For example, consider the BL graph. Clearly extending the graph in the negative direction would yield [-6,2.6] for the range, which is about 4.5mm one way (if centered). However, we do see the protection bars creeping in for both the suspension and BL! Meaning that the Klippel did NOT collect enough data in that range to accurately calculate the values in that range - it was somewhat limited.

We also are reminded of this in that the Klippel did NOT find limits for Cms or Le during its measurements - an incomplete set of data was captured, and we know that by the listing of "> 4.0mm" for those limits. It's somewhere above that - we don't know where, though. That comes from not enough data captured.

A bit of an aside - a Klippel system does NOT measure BL, Cms, and Le! It measures voltage, current, and position (with SPL, optional) and back-calculates BL, Cms, and Le curves which would fit the measured data. (1)

Beyond that, though - the issue of centering. And this relates to what Klippel does NOT measure. Klippel cannot measure frequency versus inductance versus position. It shows you a BULK inductance, average over bandwidth for position - but not frequency-dependent (and further, that bandwidth is quite limited, usually just up to 500 Hz or 1 kHz)! Inductance changes with position, power, and frequency - it is possible to have increasing inductance at low frequencies with rearward motion, and decreasing inductance at high frequencies with the same rearward motion! This is some of the constraints of what a Klippel measures.

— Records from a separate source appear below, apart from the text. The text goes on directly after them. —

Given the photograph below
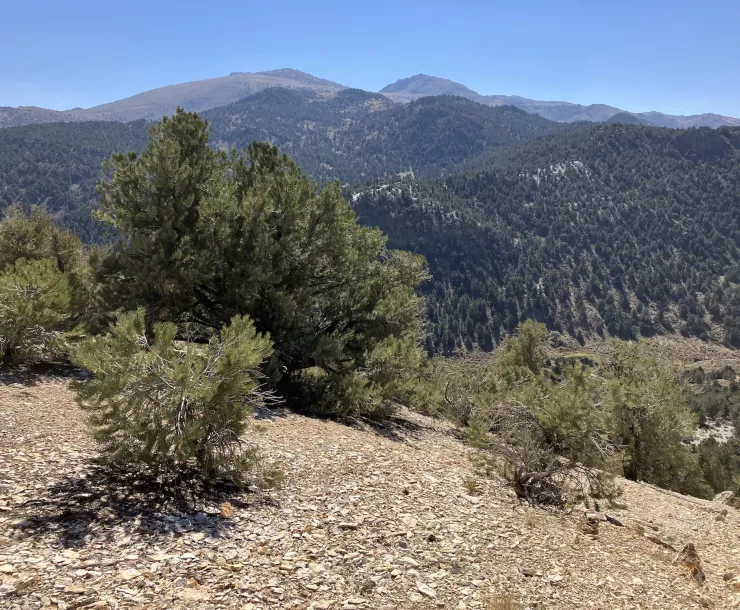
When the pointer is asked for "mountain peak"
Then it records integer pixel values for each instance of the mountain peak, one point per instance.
(424, 84)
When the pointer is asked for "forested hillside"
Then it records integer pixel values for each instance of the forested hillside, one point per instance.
(57, 165)
(352, 136)
(607, 229)
(610, 229)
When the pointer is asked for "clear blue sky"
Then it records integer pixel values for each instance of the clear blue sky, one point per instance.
(677, 56)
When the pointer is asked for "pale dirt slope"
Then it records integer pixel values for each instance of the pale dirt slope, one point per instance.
(363, 521)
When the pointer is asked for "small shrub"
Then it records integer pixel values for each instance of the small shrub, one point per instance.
(502, 602)
(34, 308)
(169, 403)
(471, 486)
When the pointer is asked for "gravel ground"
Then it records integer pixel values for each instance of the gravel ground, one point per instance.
(366, 518)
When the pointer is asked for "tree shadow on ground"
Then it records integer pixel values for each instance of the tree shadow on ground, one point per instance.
(393, 428)
(101, 501)
(37, 372)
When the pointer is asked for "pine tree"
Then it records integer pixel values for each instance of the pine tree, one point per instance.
(206, 237)
(169, 404)
(34, 309)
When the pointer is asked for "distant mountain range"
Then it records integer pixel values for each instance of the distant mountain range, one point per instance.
(213, 92)
(423, 85)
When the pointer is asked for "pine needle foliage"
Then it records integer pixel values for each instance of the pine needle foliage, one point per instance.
(206, 237)
(168, 404)
(34, 309)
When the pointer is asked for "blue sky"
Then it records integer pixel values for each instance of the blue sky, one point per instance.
(676, 56)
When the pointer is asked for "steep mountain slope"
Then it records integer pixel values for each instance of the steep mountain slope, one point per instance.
(606, 229)
(350, 135)
(420, 85)
(196, 95)
(57, 165)
(595, 229)
(425, 85)
(628, 118)
(210, 93)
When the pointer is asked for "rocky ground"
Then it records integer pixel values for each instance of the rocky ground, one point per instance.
(386, 518)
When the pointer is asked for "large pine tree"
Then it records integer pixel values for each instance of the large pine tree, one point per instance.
(205, 236)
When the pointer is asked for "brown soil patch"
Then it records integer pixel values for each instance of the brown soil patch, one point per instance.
(366, 519)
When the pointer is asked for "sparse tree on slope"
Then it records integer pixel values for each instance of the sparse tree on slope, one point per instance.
(206, 237)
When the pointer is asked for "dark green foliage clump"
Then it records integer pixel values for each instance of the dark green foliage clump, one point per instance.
(42, 285)
(57, 165)
(168, 403)
(604, 230)
(206, 237)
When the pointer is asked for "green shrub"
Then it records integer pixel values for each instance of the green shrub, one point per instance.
(167, 404)
(651, 419)
(34, 308)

In the case of the VWR126X, the emphasis is on the midrange/wideband nature of the driver. Yes, it actually does have a good amount of mechanical - and BL based - throw, and can credibly reach low enough to combine with larger midranges, and low crossover points.

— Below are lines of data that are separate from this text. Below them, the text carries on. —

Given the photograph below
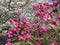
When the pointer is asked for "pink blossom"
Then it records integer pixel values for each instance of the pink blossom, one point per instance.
(11, 21)
(54, 21)
(18, 14)
(9, 43)
(53, 43)
(58, 17)
(5, 33)
(10, 36)
(27, 24)
(35, 6)
(27, 36)
(37, 43)
(43, 29)
(21, 38)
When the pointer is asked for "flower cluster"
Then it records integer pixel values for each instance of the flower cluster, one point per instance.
(37, 31)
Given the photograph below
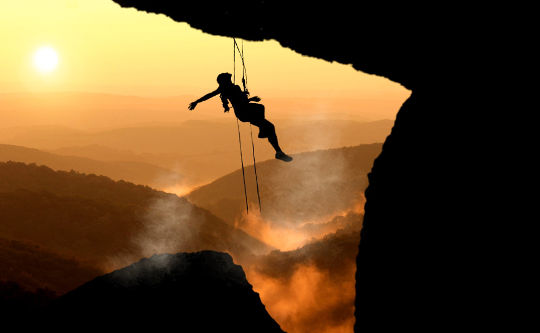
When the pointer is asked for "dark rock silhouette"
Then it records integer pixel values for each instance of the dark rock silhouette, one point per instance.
(192, 292)
(424, 236)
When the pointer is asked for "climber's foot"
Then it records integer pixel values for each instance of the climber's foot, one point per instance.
(262, 134)
(282, 156)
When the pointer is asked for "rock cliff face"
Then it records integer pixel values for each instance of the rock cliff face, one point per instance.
(409, 271)
(188, 292)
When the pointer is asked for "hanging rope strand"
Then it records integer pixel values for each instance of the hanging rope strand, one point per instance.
(239, 138)
(242, 161)
(255, 169)
(244, 83)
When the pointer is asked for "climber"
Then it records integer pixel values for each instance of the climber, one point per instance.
(244, 110)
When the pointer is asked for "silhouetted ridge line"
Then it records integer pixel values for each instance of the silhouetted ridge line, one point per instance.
(193, 292)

For by offsetting the voice coil back, we actually linearize inductance in the 250-8 kHz range! That is part of the trick in the very low THD and IMD values (especially odd order) for this speaker.

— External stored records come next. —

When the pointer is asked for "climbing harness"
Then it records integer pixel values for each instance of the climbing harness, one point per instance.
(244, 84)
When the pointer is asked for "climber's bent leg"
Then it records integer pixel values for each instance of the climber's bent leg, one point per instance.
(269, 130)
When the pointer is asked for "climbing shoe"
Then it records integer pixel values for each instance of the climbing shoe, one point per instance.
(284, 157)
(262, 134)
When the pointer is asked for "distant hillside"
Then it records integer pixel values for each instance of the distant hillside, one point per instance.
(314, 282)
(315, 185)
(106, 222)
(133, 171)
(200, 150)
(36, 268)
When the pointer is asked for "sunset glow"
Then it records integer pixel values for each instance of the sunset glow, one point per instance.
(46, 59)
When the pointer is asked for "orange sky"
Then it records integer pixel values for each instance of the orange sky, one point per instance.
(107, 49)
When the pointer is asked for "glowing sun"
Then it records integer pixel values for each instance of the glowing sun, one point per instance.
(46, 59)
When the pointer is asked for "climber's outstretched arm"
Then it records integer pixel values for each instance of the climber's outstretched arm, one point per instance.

So the tradeoff: center the BL curve, give it a few mm "more" stroke for bottom end use, or purposefully set the voice coil off center and make the inductance more linear over frequency. For a woofer, the choice is obvious - more stroke please! For a wideband midrange (which is what this is), the choice is a bit less clear, but was made to prefer inductance over raw stroke.

Many times you'll see "off-center" speakers from some very high end brands. Lots of times people are concerned or curious about what they see - why would such prestigious names allow so much off-center production of their drivers? Well, sometimes the off-center nature is a compromise to improve other aspects of the speaker. It's pretty simple to build speakers in volume with centering as tight as 0.3mm (I'm doing it now with a high stroke woofer, with productions of 15,000 pieces a month). But what IS the correct center? It's not what Klippel says it is - it is what the driver designer decides is needed for the application - the tradeoffs to be made.